Quando o olhar do Zé passou de vivo, luminoso e presente, a baço e ausente, a Maria demorou a acreditar, mas aceitou sem hesitar, aquele corpo que antes tinha sido de prazer e de entrega, de paixão e de desejo acesso, passou a ser um corpo presente com a alma ausente, perdido e desnorteado, sempre que a Maria ia de uma divisão para a outra da casa, o Zé perdia-se, deixava de pertencer.
Quando o Zé caiu à cama, a Maria montou um hospital em casa, veio uma cama articulada, com um colchão que eléctrico, mudaram-se ambos para outro quarto maior, onde cabiam as duas camas, lado a lado, a conchinha que faziam para adormecer noutros tempos, deu lugar às mãos entrelaças por entre as grades da cama do Zé.
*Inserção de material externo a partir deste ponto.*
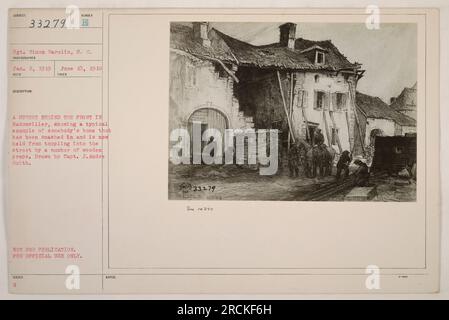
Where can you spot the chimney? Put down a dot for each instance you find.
(287, 35)
(200, 33)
A Maria que era cardíaca, que precisava de dormir, deixou de tomar os medicamentos, para passar a vigiar o sono do seu Zé, para que nada lhe faltasse, para que quando acordasse, molhado, ela o pudesse levar para tomar um banho, a qualquer hora da madrugada, aquecia-lhe as toalhas com que o enxugava depois do banho, e diziam-nos que ele a beijava na testa e lhe agradecia cada uma das vezes.
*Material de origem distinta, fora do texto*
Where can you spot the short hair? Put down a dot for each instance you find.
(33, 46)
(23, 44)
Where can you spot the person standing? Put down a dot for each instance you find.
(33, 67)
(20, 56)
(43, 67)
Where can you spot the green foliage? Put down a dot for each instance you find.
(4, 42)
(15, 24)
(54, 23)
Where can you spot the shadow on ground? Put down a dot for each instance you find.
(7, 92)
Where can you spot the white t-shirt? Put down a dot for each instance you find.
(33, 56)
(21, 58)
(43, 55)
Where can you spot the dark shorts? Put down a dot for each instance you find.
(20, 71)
Que não, que não podia ser, dizíamos nós, os mais pequenos da equação, que um dia cairiam os dois, a meio da noite, que havia outras soluções, que o Zé tinha que ser cuidado por outras pessoas, talvez até noutro sítio, mas a Maria respondia-nos sempre de certezas feitas: “- Não pode ser de outra maneira, vai ser assim, prometemo-nos sempre que nos iriamos cuidar um ao outro até sermos velhinhos!”
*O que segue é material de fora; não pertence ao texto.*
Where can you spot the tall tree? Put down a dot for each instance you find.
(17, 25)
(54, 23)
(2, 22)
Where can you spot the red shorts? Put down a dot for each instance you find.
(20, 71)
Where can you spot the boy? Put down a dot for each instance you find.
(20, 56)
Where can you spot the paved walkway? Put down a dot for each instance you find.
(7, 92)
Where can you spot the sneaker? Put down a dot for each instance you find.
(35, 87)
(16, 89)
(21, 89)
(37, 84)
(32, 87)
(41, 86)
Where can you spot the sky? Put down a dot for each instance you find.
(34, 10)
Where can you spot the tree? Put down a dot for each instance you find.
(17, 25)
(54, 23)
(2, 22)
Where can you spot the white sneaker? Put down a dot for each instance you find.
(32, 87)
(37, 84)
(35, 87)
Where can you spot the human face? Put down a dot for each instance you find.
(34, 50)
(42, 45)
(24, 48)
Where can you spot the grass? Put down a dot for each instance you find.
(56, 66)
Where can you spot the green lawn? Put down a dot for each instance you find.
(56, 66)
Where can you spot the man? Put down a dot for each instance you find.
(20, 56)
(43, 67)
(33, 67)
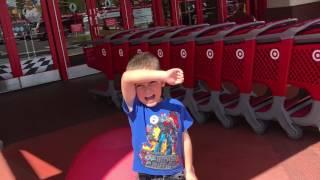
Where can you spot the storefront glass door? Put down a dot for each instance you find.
(187, 12)
(210, 11)
(109, 17)
(32, 53)
(75, 22)
(142, 13)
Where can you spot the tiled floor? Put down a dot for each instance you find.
(219, 153)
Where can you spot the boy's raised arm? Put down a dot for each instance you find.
(132, 77)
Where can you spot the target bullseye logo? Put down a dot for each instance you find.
(274, 54)
(316, 55)
(210, 54)
(160, 53)
(103, 52)
(240, 54)
(183, 53)
(120, 52)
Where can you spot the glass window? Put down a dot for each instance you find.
(237, 11)
(188, 12)
(109, 17)
(210, 11)
(142, 13)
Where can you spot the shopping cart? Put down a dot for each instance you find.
(304, 73)
(99, 56)
(141, 44)
(271, 68)
(237, 68)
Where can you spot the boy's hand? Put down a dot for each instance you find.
(174, 76)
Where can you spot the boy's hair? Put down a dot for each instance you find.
(144, 60)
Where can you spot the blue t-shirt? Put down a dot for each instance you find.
(157, 136)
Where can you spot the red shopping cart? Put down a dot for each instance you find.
(141, 44)
(271, 68)
(237, 68)
(99, 56)
(304, 73)
(120, 49)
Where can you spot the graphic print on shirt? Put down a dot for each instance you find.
(159, 152)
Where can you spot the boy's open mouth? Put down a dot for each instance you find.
(150, 97)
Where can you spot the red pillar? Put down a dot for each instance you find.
(199, 11)
(10, 41)
(47, 22)
(126, 13)
(58, 36)
(222, 10)
(174, 12)
(157, 12)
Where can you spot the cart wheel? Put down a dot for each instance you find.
(264, 124)
(298, 133)
(202, 117)
(228, 122)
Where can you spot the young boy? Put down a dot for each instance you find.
(161, 144)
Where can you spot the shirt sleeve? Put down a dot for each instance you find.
(186, 119)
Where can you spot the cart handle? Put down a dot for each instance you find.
(192, 36)
(307, 39)
(168, 36)
(221, 35)
(128, 36)
(255, 32)
(290, 33)
(146, 37)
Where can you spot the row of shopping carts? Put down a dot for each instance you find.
(276, 54)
O dia chegou e o Zé teve que ir, fizeram os dois os mesmos 60 km que o Zé desfazia a pé, para a ver aos fins de semana, mas agora na ambulância, foram de mãos dadas todo o tempo, o Zé indiferente a tudo, um fio de gente, a Maria indiferente às serras e aos buracos da estrada, que sempre a enjoaram, a parti dali, nunca mais enjoou.
Durante o tempo que o Zé não esteve em casa, cerca de três meses, não houve um único dia que a Maria não desfizesse os 120Km totais, para o visitar, era verão, o calor era insuportável para todos, menos para a Maria, que furou todas as horas de visitas autorizadas, para lhe dar à boca o pouco que ele comia, por entre beijos na testa e festas no rosto. Quando não eram horas de comer, a Maria destapava-o, espalhava creme nas mãos e massajava-o, no final borrifava-o com uma brisa de água termal, até hoje desconfio que aquilo era um ritual de despedida, era a Maria a despedir-se do seu amor, do Zé e do seu corpo.
Por aqueles dias o Zé já só respondia com a mão apertada na nossa, quando eu lhe dizia: “- Avô, gosto tanto de ti!” Ele apertava-me a mão, com as poucas forças que lhe restavam. Eu apaziguava-me, sempre soube que o amor não se media por palavras.
À revelia das indicações dos médicos, a Maria levou-lhe por aqueles últimos dias batidos de iogurte com os morangos do quintal, num esmero só deles, o batido ia envolto em gelo, para que chegasse fresco ao Zé, e rosas frescas para a jarra da mesa de cabeceira, os morangos e as roseiras que o Zé plantou. Era a Maria a levar o Zé para casa, e ele, abria os olhos, juntava os lábios e soprava-lhe um beijo.
Porque amar é sobreviver, a Maria sobrevive-lhe.
Foi um amor sem hashtags, mas foi até serem velhinhos, como se prometeram!